A 2015 Internet-wide survey from SEC Consult’s 0-day research lab identified more than 80,000 devices online using sample keys published within the MatrixSSL source repository. Tens of thousands of other devices running MatrixSSL can also be found through the Shodan search engine, and an unknown but potentially massive number of additional devices are running within home networks without exposure to Internet-wide scans.

The devices in question are very often network gateway devices like the WiMAX gateways or cable modems provided by Internet service providers, meaning a critical vulnerability in this code could expose a quite massive privacy incident.

In the past year, well-known researchers Florian Weimer and Hanno Böck revealed dangerous crypto issues in MatrixSSL, including the ability to leak private key material. After some discussion of these flaws with Böck, I decided it would be worthwhile to take a look at the MatrixSSL X.509 certificate handling code for possible memory safety issues.

To this end, I prepared an environment to conduct instrumented fuzz testing with the popular American Fuzzy Lop (AFL) tool from Google engineer and renowned security researcher Michal Zalewski. The targeted program’s state was monitored for changes in this process while data was manipulated.

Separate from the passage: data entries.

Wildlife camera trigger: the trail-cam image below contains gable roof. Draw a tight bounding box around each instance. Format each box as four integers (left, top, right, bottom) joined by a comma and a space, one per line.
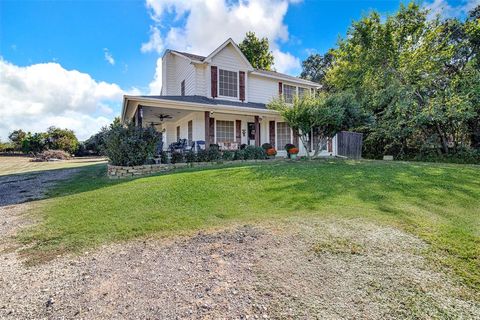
165, 38, 321, 88
204, 38, 253, 71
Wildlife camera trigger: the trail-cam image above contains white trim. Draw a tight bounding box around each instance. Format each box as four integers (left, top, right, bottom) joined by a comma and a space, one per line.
203, 38, 254, 71
251, 71, 322, 89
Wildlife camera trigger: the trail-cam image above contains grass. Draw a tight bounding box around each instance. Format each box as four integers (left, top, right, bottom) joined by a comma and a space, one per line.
17, 161, 480, 291
0, 156, 105, 176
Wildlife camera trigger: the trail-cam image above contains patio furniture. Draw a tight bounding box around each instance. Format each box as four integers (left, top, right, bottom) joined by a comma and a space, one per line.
197, 140, 205, 152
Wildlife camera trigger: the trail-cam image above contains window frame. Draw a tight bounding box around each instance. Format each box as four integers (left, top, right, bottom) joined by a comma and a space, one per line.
282, 83, 298, 103
275, 121, 299, 151
217, 67, 239, 100
215, 119, 236, 143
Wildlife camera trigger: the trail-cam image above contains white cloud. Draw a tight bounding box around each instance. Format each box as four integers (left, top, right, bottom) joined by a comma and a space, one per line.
0, 59, 129, 140
141, 0, 300, 90
103, 48, 115, 66
141, 26, 164, 54
149, 58, 162, 96
424, 0, 480, 19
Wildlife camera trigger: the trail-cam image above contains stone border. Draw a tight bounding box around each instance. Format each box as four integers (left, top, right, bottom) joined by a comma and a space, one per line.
107, 158, 285, 179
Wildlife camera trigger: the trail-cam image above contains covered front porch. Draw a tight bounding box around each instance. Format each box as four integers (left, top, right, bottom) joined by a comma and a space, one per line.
122, 97, 334, 156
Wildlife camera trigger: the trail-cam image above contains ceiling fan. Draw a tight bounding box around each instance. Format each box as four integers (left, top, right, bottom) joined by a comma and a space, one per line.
157, 113, 172, 121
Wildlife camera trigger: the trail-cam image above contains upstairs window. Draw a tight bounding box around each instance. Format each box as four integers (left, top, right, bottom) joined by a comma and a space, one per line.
218, 69, 238, 98
298, 87, 310, 99
283, 84, 297, 103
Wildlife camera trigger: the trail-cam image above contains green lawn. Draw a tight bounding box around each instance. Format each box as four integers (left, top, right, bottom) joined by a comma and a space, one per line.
21, 161, 480, 290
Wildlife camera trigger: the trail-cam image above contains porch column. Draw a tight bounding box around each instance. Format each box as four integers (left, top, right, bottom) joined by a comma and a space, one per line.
255, 116, 260, 147
137, 106, 143, 128
205, 111, 210, 149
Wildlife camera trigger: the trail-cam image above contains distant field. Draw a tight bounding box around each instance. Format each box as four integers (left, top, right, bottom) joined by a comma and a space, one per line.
0, 156, 105, 176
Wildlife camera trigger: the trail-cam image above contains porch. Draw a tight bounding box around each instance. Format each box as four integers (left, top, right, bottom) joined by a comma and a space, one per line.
122, 96, 333, 157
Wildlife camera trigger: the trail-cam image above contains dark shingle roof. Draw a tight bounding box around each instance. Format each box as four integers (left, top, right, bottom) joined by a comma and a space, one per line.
139, 96, 267, 110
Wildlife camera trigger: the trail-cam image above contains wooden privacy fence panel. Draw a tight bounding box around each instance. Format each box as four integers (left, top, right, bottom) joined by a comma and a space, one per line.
337, 131, 363, 159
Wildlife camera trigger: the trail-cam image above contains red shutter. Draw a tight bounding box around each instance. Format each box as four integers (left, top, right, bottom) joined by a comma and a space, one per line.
293, 130, 300, 148
210, 66, 218, 98
235, 120, 242, 143
268, 121, 275, 147
238, 71, 245, 101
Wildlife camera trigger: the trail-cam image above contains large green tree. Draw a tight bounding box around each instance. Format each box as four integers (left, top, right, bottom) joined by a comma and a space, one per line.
325, 2, 480, 157
238, 31, 274, 70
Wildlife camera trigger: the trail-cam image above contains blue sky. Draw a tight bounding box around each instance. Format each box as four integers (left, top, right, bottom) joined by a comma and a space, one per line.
0, 0, 480, 140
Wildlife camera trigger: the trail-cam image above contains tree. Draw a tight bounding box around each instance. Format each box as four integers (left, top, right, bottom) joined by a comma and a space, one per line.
46, 126, 79, 154
300, 51, 333, 89
22, 132, 47, 155
268, 92, 362, 157
8, 129, 27, 150
325, 2, 480, 157
238, 31, 273, 70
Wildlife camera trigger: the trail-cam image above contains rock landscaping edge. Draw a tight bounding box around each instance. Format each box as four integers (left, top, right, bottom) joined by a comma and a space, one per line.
107, 158, 285, 179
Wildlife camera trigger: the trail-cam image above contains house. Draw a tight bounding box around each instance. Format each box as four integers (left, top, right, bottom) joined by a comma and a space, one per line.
121, 39, 335, 156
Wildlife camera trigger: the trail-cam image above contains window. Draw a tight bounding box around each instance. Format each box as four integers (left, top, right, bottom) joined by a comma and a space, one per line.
283, 84, 297, 103
277, 122, 292, 150
217, 120, 235, 143
298, 87, 310, 99
188, 120, 193, 142
218, 69, 238, 98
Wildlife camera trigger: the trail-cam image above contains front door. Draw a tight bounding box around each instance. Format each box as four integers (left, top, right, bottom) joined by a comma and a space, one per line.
247, 122, 255, 146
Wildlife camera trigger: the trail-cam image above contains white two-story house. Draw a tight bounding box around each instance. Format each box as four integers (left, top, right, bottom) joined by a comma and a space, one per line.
121, 39, 332, 155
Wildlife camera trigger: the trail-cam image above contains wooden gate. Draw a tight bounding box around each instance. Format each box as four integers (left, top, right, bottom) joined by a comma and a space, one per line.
337, 131, 363, 159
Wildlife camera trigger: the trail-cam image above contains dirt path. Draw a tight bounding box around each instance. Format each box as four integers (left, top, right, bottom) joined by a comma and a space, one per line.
0, 170, 480, 319
0, 220, 480, 319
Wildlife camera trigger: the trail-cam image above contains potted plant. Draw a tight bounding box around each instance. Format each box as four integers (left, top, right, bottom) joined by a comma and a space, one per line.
266, 148, 277, 159
287, 148, 298, 160
283, 143, 295, 158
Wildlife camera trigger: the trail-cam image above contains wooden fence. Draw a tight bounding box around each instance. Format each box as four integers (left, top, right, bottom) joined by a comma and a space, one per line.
337, 131, 363, 159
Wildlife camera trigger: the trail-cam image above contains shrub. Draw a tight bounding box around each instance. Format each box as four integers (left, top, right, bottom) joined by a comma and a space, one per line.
22, 133, 47, 155
284, 143, 295, 153
197, 150, 208, 162
254, 147, 267, 160
185, 151, 197, 163
105, 123, 160, 166
207, 145, 222, 161
243, 146, 256, 160
262, 142, 273, 150
288, 148, 299, 154
233, 149, 245, 160
34, 150, 71, 161
266, 148, 277, 157
222, 150, 235, 161
170, 152, 183, 163
160, 151, 168, 163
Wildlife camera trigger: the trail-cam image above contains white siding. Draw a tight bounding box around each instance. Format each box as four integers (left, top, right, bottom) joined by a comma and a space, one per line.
162, 54, 196, 96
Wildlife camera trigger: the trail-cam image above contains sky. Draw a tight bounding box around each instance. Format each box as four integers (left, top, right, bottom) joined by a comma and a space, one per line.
0, 0, 480, 141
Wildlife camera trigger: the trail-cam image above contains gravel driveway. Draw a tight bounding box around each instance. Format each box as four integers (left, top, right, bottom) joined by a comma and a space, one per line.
0, 169, 480, 319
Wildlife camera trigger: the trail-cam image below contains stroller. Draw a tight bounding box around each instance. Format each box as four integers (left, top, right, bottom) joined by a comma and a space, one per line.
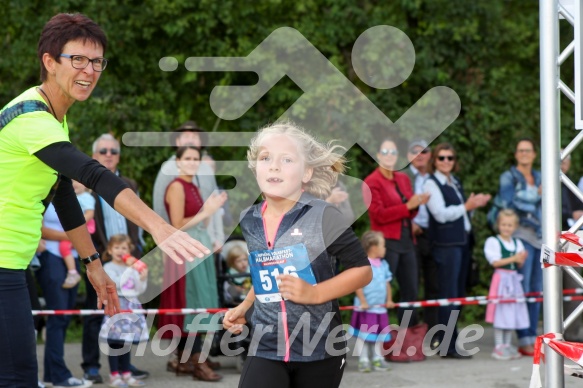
209, 236, 251, 372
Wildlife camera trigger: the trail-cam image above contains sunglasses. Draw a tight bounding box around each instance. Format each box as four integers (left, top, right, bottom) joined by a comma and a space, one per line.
379, 148, 399, 156
409, 148, 429, 155
97, 148, 119, 155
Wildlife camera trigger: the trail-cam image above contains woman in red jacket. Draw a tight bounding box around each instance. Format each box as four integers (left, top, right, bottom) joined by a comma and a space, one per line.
363, 139, 429, 326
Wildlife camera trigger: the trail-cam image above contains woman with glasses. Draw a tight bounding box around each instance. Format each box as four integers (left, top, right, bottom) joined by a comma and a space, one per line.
362, 139, 429, 326
424, 143, 490, 359
498, 138, 543, 356
0, 14, 209, 388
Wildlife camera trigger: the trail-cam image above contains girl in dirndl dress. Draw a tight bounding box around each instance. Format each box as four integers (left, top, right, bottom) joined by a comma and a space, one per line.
99, 234, 150, 387
484, 209, 529, 360
350, 231, 395, 372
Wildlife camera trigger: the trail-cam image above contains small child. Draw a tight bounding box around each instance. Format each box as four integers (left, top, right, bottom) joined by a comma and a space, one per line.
350, 231, 395, 372
99, 234, 149, 387
484, 209, 529, 360
59, 180, 95, 288
225, 246, 251, 304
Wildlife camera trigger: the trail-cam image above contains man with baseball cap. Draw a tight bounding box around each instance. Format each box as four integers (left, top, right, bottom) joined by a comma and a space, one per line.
403, 139, 438, 347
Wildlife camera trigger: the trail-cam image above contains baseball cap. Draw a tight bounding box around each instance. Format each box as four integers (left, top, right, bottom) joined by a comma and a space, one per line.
170, 120, 208, 147
407, 139, 429, 152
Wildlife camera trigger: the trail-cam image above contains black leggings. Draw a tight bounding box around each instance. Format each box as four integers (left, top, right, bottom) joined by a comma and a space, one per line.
239, 356, 346, 388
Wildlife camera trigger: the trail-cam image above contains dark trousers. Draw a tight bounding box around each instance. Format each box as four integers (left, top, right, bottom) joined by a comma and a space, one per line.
81, 274, 103, 370
433, 246, 470, 354
239, 356, 346, 388
24, 267, 43, 331
0, 268, 38, 388
416, 229, 439, 330
385, 244, 419, 326
107, 343, 131, 374
36, 251, 77, 384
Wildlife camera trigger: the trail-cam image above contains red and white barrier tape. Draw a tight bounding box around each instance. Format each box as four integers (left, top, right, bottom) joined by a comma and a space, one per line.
530, 333, 583, 388
540, 232, 583, 267
32, 294, 583, 315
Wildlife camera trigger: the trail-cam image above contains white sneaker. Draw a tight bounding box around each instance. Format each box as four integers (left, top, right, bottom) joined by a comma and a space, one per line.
53, 377, 93, 388
109, 374, 128, 388
372, 358, 391, 371
122, 372, 146, 387
358, 360, 370, 373
492, 345, 512, 361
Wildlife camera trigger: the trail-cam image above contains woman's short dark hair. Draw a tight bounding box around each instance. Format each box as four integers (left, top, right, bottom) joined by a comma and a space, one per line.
514, 137, 536, 152
427, 143, 459, 174
176, 144, 202, 159
37, 13, 107, 82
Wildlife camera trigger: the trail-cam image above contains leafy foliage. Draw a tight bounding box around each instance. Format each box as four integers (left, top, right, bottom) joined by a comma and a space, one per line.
0, 0, 581, 322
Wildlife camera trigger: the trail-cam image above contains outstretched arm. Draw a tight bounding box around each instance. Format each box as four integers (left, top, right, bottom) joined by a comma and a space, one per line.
35, 142, 210, 264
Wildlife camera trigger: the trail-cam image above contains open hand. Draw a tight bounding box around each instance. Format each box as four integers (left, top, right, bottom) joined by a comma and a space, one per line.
223, 304, 247, 334
152, 224, 211, 264
87, 260, 121, 316
277, 275, 318, 304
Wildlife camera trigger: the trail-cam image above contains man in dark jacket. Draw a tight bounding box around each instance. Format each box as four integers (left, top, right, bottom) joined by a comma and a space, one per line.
81, 133, 149, 384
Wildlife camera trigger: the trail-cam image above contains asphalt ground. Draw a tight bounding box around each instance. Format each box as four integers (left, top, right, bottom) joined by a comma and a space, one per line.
37, 327, 583, 388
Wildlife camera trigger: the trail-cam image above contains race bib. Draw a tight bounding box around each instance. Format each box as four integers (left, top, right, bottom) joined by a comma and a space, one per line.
249, 244, 316, 303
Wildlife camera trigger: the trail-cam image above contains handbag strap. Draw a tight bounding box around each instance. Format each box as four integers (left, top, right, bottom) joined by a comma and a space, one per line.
0, 100, 50, 131
0, 100, 61, 214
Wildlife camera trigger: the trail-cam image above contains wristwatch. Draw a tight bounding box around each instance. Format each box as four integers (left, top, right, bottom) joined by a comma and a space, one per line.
81, 252, 101, 265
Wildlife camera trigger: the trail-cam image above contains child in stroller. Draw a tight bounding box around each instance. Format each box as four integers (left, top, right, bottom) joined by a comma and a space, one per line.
209, 237, 251, 372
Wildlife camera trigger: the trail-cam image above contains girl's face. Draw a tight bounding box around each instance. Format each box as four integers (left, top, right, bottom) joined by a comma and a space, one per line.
176, 148, 200, 175
435, 150, 455, 175
233, 255, 249, 273
367, 238, 387, 259
377, 140, 399, 171
107, 242, 130, 264
514, 140, 536, 165
256, 135, 313, 200
498, 216, 518, 237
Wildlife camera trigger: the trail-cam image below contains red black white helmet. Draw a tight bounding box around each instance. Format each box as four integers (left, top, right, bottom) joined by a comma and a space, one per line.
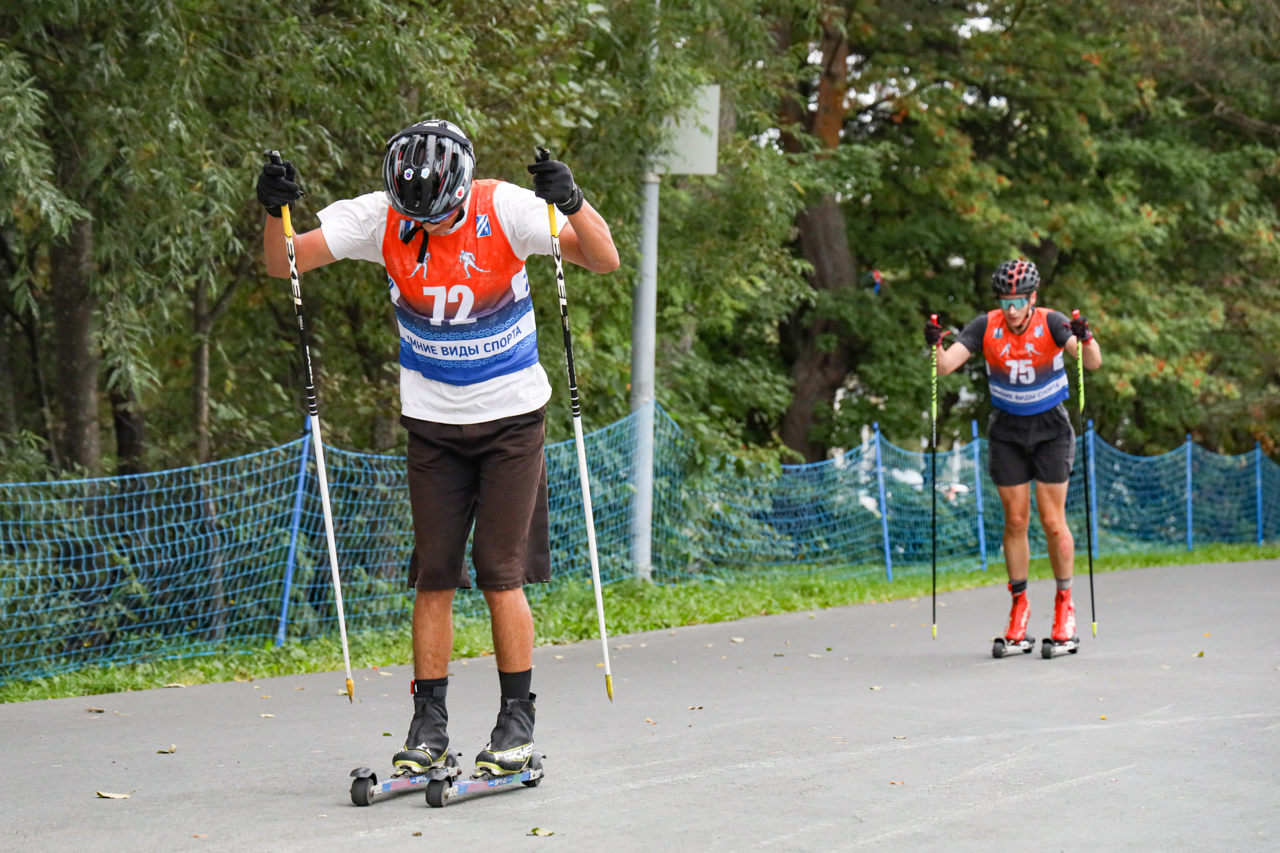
991, 257, 1039, 296
383, 119, 476, 222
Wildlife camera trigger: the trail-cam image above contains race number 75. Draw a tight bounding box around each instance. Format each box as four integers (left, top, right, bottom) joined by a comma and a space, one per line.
1005, 359, 1036, 386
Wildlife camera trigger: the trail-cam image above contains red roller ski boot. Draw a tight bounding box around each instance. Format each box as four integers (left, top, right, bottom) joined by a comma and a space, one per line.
1041, 587, 1080, 660
991, 584, 1036, 657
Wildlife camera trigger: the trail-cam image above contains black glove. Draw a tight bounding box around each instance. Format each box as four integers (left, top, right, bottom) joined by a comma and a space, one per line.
924, 320, 951, 347
257, 151, 306, 219
1071, 311, 1093, 343
529, 147, 584, 216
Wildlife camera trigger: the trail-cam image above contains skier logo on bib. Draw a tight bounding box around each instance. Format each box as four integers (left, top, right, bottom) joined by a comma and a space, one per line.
458, 250, 489, 278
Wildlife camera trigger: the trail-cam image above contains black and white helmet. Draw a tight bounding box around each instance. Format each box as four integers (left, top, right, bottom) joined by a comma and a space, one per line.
383, 119, 476, 222
991, 257, 1039, 296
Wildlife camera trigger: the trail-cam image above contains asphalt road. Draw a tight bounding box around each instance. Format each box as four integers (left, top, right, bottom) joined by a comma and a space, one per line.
0, 561, 1280, 853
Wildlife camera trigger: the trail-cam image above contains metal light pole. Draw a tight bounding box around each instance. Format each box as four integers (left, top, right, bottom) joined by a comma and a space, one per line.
631, 86, 719, 580
631, 172, 662, 580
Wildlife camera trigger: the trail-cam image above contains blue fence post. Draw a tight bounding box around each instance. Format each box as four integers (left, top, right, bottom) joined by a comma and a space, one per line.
1253, 442, 1262, 544
970, 418, 987, 571
275, 415, 311, 646
1084, 418, 1098, 560
1187, 433, 1196, 551
872, 424, 893, 581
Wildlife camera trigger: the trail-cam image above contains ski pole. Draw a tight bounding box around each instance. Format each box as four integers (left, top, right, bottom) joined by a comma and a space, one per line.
538, 147, 613, 702
1071, 309, 1098, 637
271, 161, 356, 702
929, 314, 938, 639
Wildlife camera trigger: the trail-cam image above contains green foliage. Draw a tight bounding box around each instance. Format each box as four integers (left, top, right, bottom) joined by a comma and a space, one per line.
0, 544, 1280, 702
0, 0, 1280, 474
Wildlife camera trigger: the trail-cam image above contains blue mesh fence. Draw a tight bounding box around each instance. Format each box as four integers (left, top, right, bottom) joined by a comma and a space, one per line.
0, 410, 1280, 681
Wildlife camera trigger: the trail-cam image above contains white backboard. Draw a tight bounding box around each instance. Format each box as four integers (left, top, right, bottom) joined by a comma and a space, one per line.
654, 85, 719, 174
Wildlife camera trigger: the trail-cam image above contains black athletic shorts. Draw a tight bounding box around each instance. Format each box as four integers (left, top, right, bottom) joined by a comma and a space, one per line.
401, 409, 552, 590
987, 403, 1075, 485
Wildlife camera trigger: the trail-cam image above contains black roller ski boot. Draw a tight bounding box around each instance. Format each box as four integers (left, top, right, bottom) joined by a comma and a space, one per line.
392, 681, 449, 775
476, 693, 538, 776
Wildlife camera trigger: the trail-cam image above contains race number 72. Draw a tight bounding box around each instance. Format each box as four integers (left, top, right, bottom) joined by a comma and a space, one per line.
1005, 359, 1036, 386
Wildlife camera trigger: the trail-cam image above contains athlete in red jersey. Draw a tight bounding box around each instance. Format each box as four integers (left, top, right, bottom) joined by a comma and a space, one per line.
257, 120, 618, 776
924, 260, 1102, 657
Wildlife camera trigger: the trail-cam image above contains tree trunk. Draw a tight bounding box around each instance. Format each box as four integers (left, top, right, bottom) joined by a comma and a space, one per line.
111, 388, 147, 474
191, 254, 253, 465
778, 5, 858, 462
782, 197, 858, 462
49, 219, 102, 474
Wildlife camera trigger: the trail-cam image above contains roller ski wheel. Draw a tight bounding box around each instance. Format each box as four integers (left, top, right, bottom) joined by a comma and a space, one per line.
426, 752, 545, 808
1041, 637, 1080, 661
351, 751, 462, 806
991, 637, 1036, 660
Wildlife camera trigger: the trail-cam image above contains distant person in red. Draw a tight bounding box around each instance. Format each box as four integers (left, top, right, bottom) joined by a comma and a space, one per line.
924, 260, 1102, 656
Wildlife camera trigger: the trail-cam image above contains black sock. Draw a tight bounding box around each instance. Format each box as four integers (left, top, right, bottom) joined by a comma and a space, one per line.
498, 670, 534, 699
412, 675, 449, 695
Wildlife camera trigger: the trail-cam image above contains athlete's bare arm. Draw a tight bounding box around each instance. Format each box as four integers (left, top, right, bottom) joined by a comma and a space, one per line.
938, 338, 973, 377
262, 216, 338, 278
561, 201, 618, 273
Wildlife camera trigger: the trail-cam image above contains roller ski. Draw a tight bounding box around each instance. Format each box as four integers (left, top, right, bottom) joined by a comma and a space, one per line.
351, 681, 462, 806
991, 580, 1036, 658
426, 693, 544, 808
1041, 587, 1080, 661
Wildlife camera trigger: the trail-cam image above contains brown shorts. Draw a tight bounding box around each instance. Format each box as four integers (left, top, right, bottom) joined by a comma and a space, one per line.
401, 409, 552, 590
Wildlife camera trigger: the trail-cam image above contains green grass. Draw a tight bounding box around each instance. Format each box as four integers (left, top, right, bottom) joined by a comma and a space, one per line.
0, 544, 1280, 702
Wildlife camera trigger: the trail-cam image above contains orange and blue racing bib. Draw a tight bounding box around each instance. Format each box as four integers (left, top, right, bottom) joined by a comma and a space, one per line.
383, 181, 538, 386
982, 307, 1069, 415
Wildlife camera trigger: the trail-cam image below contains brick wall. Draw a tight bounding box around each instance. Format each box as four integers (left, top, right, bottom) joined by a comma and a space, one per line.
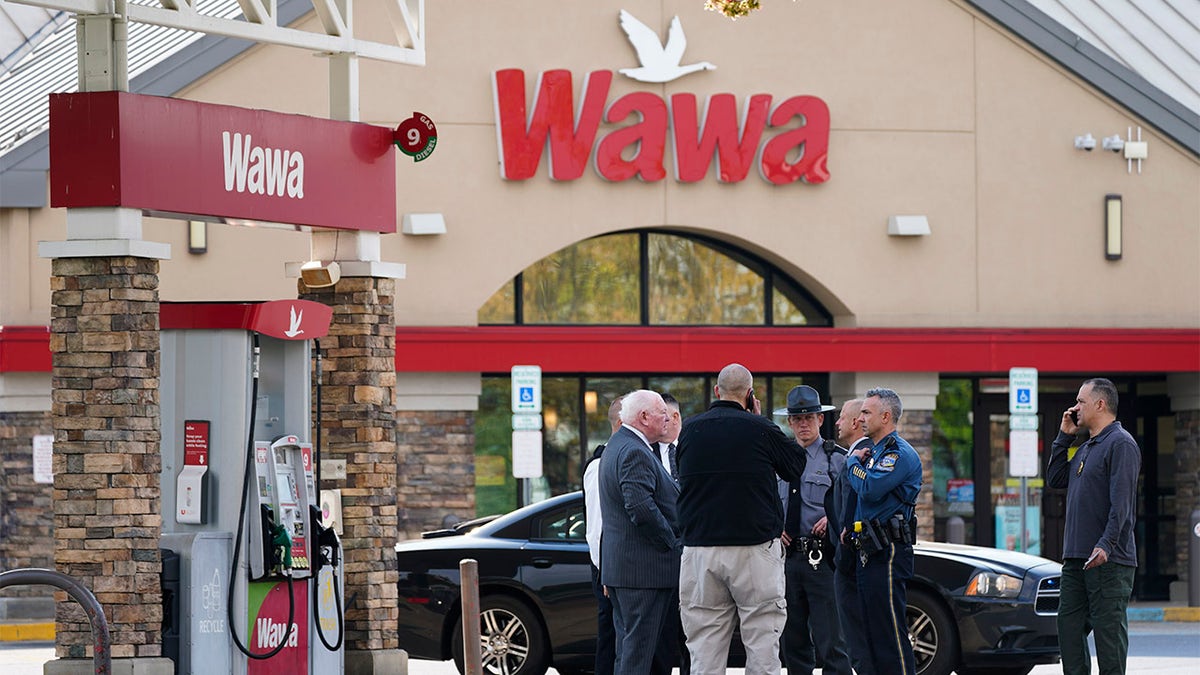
0, 412, 54, 598
396, 411, 475, 538
898, 410, 934, 540
50, 257, 162, 658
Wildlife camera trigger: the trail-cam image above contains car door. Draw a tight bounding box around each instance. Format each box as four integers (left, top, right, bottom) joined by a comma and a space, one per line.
521, 498, 596, 658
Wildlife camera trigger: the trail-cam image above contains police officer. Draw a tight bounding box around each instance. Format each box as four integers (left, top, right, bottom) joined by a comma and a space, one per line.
846, 388, 922, 675
775, 384, 851, 675
824, 399, 877, 675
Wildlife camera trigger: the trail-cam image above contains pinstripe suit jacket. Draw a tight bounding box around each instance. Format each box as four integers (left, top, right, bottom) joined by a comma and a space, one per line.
600, 426, 683, 589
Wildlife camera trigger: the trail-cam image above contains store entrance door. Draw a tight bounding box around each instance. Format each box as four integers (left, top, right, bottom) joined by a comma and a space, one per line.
974, 393, 1074, 558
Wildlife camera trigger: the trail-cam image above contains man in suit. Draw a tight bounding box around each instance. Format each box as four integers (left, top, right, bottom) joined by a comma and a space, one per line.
583, 396, 620, 675
600, 389, 680, 675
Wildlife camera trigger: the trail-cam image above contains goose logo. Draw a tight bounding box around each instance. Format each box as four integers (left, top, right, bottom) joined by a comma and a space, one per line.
617, 10, 716, 82
283, 305, 304, 338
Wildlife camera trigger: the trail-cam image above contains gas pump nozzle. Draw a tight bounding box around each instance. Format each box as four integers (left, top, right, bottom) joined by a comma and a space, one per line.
308, 506, 342, 566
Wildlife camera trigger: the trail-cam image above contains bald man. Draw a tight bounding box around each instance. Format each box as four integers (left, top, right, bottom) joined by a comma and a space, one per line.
676, 363, 805, 675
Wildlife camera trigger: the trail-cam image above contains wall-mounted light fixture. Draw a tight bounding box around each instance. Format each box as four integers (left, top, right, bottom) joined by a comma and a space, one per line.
1104, 195, 1124, 261
888, 215, 930, 237
400, 214, 446, 234
187, 220, 209, 255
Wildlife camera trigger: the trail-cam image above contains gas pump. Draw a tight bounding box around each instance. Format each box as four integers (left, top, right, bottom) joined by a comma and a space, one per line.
162, 300, 343, 675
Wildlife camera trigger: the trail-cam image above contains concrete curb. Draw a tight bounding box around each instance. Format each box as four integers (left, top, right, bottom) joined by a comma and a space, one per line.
0, 621, 54, 643
0, 607, 1200, 643
1126, 607, 1200, 621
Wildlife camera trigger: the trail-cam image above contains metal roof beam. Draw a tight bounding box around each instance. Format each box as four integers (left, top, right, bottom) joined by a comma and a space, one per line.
5, 0, 425, 66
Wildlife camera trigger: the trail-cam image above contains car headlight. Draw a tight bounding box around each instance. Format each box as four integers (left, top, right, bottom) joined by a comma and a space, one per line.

Within a matter of minutes, the testing produced results indicating memory safety issues, and before long, I had identified three distinct problems, including exploitable heap buffer overflow. CVE-2016-6890 has been assigned to the buffer overflow, CVE-2016-6891 has been assigned to a buffer over-read, and CVE-2016-6892 is assigned to an improper free in x509FreeExtensions().

Systems using MatrixSSL to process untrusted X.509 certificates, such as what might happen if a certificate is sent for client authentication, could be prone to remote unauthenticated code execution in the context of the SSL stack. In the case of a router or other IoT devices, this almost certainly means an attacker could gain complete control of an affected system as the root user.

Certain embedded device manufacturers making use of MatrixSSL should have been notified of the issue in September and should be releasing updates to affected products soon if they haven’t already. Vendors and individual consumers of MatrixSSL can obtain updated code from the Matrix SSL GitHub repository. The changes to fix these issues are included in commit b8dcfd875923da5a65ecfdbbe790ed63b1d33de3 for release 3.8.6.

In my opinion, these vulnerabilities should not discourage the use of MatrixSSL any more or less than Heartbleed should encourage users to stay away from OpenSSL. The bigger problem is designing systems that encourage good security practices, such as regular patching.

Unfortunately, many devices running the vulnerable MatrixSSL code will likely never be updated to incorporate fixes. This is due to a combination of factors, including that many IoT device vendors fail to release updates to resolve security defects and most users will never install them unless the update is automatic.

If you are reading this as a vendor, my advice is to focus on building devices with better update mechanisms and development practices to support quick delivery. Consumers, on the other hand, need to press vendors toward long-term support commitments for the embedded devices they buy.